23 settembre 2010

San Miniato al Tedesco


In questi due mesi mi sono proposto e, naturalmente, esposto nella vetrina di Facebook. Ho trovato tanta gente che mi ha coinvolto in questo strano (per lo più gasato e a volte languido) circuito [ma in tutti i casi da non giudicare negativo perché di fatto ti dà la possibilità di dilatare la sfera delle conoscenze]; ebbene, lì, ad un certo punto è stata avanzata una denominazione di San Miniato che non mi è mai andata giù: San Miniato “al Tedesco”. Io ho preso posizione e ho inserito due brevi post che qui riporto; e ho inteso corredarli con due immagini scattate con la Laika di Barzacchi e con qualche nota di commento.


San Miniato al Tedesco. Non mi è mai piaciuto. Per una ragione storica [Leggere il dibattito tra Alessio Alessi e Dilvo Lotti di diversi anni fa che io sottoscrivo in pieno].

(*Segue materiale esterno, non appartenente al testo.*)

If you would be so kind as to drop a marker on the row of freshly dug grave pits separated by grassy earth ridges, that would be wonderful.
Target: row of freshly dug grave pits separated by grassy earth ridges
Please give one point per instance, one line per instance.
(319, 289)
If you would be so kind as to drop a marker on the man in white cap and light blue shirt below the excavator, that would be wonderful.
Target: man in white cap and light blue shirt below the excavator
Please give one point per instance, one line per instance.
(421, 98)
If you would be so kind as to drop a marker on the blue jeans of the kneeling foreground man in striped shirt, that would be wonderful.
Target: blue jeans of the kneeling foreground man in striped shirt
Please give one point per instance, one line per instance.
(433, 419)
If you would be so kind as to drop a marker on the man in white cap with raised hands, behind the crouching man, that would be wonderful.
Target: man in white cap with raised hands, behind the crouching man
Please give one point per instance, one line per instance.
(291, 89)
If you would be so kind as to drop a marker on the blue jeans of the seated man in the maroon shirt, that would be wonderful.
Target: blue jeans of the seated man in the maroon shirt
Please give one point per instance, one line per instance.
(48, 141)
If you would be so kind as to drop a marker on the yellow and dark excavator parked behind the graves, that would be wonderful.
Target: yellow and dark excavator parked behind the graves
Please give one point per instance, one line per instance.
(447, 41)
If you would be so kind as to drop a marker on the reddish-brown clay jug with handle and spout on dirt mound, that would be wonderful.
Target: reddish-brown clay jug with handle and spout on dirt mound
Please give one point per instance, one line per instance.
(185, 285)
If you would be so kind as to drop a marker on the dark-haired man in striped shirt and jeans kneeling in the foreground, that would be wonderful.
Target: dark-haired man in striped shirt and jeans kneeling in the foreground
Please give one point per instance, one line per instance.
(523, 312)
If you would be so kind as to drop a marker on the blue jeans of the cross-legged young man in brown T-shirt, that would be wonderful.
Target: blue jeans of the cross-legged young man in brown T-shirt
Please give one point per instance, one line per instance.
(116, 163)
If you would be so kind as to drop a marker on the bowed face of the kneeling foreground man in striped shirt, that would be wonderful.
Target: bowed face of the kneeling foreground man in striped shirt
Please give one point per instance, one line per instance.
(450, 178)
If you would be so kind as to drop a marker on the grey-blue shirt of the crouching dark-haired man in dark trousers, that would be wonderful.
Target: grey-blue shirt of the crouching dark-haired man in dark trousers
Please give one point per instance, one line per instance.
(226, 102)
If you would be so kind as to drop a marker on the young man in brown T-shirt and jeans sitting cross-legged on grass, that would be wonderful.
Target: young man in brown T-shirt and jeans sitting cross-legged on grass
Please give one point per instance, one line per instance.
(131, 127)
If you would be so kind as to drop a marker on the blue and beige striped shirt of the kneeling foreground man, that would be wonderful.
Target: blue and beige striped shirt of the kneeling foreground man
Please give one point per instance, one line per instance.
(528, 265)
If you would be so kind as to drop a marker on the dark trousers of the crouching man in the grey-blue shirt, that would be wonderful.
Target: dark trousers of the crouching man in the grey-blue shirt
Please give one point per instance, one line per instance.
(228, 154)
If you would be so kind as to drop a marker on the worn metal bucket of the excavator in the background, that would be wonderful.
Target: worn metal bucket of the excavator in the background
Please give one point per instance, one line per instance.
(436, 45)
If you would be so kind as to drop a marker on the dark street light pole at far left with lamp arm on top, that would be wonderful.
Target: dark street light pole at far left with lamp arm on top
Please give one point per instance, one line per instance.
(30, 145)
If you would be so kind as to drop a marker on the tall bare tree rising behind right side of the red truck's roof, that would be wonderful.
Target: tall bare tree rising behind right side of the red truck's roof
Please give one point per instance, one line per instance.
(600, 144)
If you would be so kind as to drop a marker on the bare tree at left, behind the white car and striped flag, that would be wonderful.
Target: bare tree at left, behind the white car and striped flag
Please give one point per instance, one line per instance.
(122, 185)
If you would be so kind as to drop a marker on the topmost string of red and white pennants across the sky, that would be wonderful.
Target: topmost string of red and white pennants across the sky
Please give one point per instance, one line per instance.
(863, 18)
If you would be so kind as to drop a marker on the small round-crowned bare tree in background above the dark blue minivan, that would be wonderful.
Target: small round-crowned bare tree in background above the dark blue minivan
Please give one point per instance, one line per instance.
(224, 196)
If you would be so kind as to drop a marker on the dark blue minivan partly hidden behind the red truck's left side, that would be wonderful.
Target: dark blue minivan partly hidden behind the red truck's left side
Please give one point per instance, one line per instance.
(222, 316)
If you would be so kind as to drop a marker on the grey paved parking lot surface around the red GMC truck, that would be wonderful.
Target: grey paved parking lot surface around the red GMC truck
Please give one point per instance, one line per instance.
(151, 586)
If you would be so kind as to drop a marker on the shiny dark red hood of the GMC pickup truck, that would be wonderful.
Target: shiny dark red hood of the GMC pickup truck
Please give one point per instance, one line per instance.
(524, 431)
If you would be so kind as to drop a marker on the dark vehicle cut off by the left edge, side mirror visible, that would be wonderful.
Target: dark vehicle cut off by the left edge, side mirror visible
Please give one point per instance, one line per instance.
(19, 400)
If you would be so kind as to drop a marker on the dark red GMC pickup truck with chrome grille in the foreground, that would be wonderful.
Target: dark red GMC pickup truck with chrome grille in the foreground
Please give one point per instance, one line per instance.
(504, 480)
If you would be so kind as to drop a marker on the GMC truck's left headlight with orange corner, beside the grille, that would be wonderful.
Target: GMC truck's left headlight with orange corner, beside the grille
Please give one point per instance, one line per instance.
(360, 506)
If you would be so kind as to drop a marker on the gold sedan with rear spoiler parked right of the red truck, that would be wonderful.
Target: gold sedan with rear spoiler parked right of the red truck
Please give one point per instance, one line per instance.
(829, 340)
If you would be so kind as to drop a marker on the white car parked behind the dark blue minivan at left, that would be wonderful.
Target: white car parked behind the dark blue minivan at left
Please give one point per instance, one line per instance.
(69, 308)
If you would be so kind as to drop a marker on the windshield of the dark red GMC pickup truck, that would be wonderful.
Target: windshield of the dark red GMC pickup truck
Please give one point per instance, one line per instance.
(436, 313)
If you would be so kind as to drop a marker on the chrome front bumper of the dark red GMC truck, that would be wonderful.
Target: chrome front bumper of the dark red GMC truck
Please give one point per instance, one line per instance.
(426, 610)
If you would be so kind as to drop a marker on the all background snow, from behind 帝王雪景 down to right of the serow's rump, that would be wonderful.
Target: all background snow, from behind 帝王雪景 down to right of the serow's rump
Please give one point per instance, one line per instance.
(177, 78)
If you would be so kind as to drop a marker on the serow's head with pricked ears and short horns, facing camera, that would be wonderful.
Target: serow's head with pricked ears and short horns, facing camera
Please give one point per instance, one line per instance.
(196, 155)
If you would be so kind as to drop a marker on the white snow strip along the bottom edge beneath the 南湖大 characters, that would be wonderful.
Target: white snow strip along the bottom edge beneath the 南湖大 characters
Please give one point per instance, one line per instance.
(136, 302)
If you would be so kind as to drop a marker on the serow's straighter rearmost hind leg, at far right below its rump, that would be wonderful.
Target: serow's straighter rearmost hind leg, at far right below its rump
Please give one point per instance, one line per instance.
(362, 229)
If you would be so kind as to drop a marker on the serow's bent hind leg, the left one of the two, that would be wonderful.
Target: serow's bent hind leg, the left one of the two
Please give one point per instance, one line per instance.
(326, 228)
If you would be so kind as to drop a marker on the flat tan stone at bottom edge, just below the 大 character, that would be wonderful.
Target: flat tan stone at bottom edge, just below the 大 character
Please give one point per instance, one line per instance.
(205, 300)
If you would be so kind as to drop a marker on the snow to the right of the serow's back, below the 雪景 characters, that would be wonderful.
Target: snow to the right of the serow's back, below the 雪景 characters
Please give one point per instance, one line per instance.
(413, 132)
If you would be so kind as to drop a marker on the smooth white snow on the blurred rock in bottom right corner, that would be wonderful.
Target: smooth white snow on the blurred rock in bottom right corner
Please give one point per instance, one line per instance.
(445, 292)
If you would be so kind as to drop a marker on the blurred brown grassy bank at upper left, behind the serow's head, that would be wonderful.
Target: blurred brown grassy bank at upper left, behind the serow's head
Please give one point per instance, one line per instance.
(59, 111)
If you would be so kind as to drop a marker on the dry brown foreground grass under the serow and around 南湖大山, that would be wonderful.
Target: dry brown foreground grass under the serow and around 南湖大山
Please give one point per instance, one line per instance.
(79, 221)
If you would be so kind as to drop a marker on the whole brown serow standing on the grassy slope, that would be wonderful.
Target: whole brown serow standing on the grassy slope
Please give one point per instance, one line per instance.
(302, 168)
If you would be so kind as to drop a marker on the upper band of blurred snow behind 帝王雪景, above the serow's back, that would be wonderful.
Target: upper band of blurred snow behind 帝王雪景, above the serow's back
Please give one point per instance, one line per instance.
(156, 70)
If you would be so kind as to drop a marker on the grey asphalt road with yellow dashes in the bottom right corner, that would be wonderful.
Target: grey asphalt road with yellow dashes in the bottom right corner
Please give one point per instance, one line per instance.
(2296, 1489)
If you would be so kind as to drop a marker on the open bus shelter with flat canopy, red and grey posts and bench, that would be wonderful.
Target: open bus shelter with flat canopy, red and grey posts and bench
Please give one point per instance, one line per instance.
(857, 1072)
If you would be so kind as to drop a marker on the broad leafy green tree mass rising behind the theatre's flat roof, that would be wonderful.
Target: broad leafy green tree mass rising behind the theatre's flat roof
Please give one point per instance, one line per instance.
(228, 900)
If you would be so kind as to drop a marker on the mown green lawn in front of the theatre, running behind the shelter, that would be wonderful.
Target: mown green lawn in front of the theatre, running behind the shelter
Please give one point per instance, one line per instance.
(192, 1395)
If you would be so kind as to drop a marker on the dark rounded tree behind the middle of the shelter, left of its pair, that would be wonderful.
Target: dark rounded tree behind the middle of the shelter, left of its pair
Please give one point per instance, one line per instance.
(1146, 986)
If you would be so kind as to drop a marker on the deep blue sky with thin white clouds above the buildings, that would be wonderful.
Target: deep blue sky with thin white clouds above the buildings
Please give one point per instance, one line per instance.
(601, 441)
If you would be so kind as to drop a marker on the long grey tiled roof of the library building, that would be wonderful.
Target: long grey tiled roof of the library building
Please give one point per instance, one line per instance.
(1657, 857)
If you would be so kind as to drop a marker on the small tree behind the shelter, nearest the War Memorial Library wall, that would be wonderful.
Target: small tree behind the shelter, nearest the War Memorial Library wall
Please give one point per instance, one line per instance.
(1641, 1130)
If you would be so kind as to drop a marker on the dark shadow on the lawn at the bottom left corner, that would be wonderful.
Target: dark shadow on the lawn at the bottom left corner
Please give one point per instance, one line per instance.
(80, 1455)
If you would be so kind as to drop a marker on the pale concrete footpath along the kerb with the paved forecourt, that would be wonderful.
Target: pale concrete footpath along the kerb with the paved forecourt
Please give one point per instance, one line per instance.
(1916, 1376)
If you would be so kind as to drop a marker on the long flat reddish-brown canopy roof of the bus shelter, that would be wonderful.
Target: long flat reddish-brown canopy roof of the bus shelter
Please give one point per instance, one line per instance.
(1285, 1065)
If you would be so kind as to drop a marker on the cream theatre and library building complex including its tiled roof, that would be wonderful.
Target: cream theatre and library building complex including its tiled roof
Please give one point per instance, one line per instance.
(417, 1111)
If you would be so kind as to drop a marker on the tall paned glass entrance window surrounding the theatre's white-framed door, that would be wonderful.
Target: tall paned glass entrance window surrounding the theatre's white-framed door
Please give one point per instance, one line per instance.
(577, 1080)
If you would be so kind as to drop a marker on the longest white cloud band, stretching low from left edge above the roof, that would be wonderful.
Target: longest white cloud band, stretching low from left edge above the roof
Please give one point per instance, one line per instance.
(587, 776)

Ed ancora più per una ragione personale.


Io non so cosa io abbia fatto ai Tedeschi. Ma so quello che loro hanno fatto a me. Hanno minato la casa dove sono nato e dove ho trascorso la mia infanzia. E hanno minato anche quella dove ho trascorso la mia adolescenza. Non che io rinneghi la stagione che ho trascorso nelle case popolari: ma a chiunque non condivide la mia posizione augurerei di passare attraverso questa esperienza.



Foto di macerie in via Rondoni. E’ qui che la casa della mia infanzia fu rasa al suolo.


A 18 anni composi dei versi sull'aria di una canzone. Ora ricordo soltanto una strofa e il ritornello:


Colpito il seminario

Crollò la cappelletta delle suore

Dove morì il povero Angiolino

Con gli occhi aperti ed una mano al cuore


Rit.

Allora anch’io

Dissi cos’è del paesello mio

Cercai tra le macerie fumicanti

Udivo intorno acerbi gridi e pianti

Dovetti lacrimar


Questa foto presenta le macerie anche della casa in cui ho trascorso la mia adolescenza. Fu un addio non solo alla mia casa, ma anche agli amici del casamento.


Noi capivamo con troppa chiarezza che qualcosa finiva davvero: col chiudersi di un’epoca non vedevamo che seguito avrebbe avuto quella che sarebbe subentrata. Senza casa, con un passato distrutto, ci sentimmo anche senza futuro perché l’evento di allora ci avrebbe divisi e come dispersi, noi, che essendo cresciuti insieme, non potevamo nemmeno immaginare come potessimo vivere separati.


Vedi Luciano Marrucci, “San Miniato Minato” in Come tacevano le cicale in quella estate del 1944, Edizioni Orcio d’Oro, San Miniato, 1994, pag. 29.

1 commento:

aurelio cupelli ha detto...

Il confronto con la Storia, è sempre stato, per me, un tema molto affascinante.
Sul fatto di chiamare o meno "al Tedesco" San Miniato, appartiene a quel mondo a parte, che si intreccia con la Storia, che si chiama toponomastica.
I motivi del suffisso "al Tedesco" appartengono alla Storia, come i motivi che ne hanno portato alla sua cancellazione, almeno sulle cartine geografiche, come sui documenti amministrativi.
Quelle bombe del luglio del '44, allo stesso modo da considerare, sia la bomba esplosa in Duomo, sia quelle che hanno demolito gran parte dei palazzi cittadini, hanno il sapore del tradimento.
Un'unione, un matrimonio nato nel profondo del passato, cancellato dall'irresponsabilità e dalla follia del tradimento. Se poi ad aver tradito fu l'Italia, come nazione intera, con l'8 settembre, o la Germania che distrusse, come nella ceca rabbia della gelosia e del rancore, la città chiamata "al Tedesco", dipende dall'oggettività della Storia stessa.
Anche a me l'affisso "al Tedesco" non mi ha mai detto un granché, ma tempo fa mi resi conto perché.
Trovandomi a Marsala, nel maggio scorso, incontrai un signore che, per chiarire le sue origini disse: —Sono di San Miniato al Tedesco—, lo raccontai anche nel mio blog.
Capii che era un fatto di identità. Io, anche se abito qui, sono di Amandola. Il signore, che si trovava a più di mille chilometri dalle sue origini, lasciate peraltro negli anni '60, quando già "al Tedesco" era stato cancellato dalla Storia, quel "al Tedesco" lo considerava come un segno delle sue origini.